Because a lot of police forces are soft on drink and drug driving. Roadside spot checks used to be effective but the combination of “civilrighters” and resource has pretty much put paid to that.
Of course it’s not right to track cars! As ever, it’s a PR blunder to sound good to the modern media. Someone has muddled up individuals and possessions.
Firstly it’s not right because it’s probably an offence under privacy laws but, secondly and mostly, because they will be tracking innocent persons in the shape of anyone else who may drive that car, whether a spouse or offspring of the offender or another named driver. It’s classic modern police action, “justified” by saying that they are tracking an offender. We have far too much of this intrusion into our lives without the police turning this country into an imitation of the police states of both extreme right (pre-war Germany) and left (USSR) and their likes.
If offenders are to be tracked, it should be by way of court-approved tracking devices attached to the offenders: not their cars!

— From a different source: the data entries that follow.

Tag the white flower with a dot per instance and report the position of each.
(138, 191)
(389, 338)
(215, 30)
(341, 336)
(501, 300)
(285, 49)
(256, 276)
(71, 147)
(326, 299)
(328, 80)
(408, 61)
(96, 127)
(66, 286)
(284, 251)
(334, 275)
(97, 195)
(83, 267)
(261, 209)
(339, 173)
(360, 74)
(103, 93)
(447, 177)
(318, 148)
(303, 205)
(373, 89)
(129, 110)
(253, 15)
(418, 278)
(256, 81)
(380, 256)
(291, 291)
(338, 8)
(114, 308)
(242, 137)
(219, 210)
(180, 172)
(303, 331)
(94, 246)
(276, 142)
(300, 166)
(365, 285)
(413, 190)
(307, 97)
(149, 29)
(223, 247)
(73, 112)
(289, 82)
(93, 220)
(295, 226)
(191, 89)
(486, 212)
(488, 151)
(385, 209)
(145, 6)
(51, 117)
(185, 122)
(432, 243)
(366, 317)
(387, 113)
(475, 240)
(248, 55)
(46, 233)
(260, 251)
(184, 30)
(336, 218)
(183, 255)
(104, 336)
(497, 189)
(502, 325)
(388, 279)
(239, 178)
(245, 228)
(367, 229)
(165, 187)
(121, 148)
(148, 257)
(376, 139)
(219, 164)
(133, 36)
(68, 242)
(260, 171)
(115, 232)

A disqualified driver if caught driving should have his/ her disqualification time doubled every time caught but then does it make any difference, no because they will do it again so what do you do jail time for the period of the disqualification do it again double the time in nick. we have so many laws that most don’t get enforced anyway. Do they tag ex sex offenders
Why the focus on sex offenders? Remember after completing any sentence you are an EX offender NOT an offender. Do not start banging the sex offender drum just because the hysteria whipped up by the media has conditioned you to do so. A sex offender can be anything from someone who has stolen a womans laundry off a line/pinched a girls bottom in a pub to a murderer. Don’t generalise, all offences are serious.
Someone convicted of drink driving for a second time will use their licence for 3 years.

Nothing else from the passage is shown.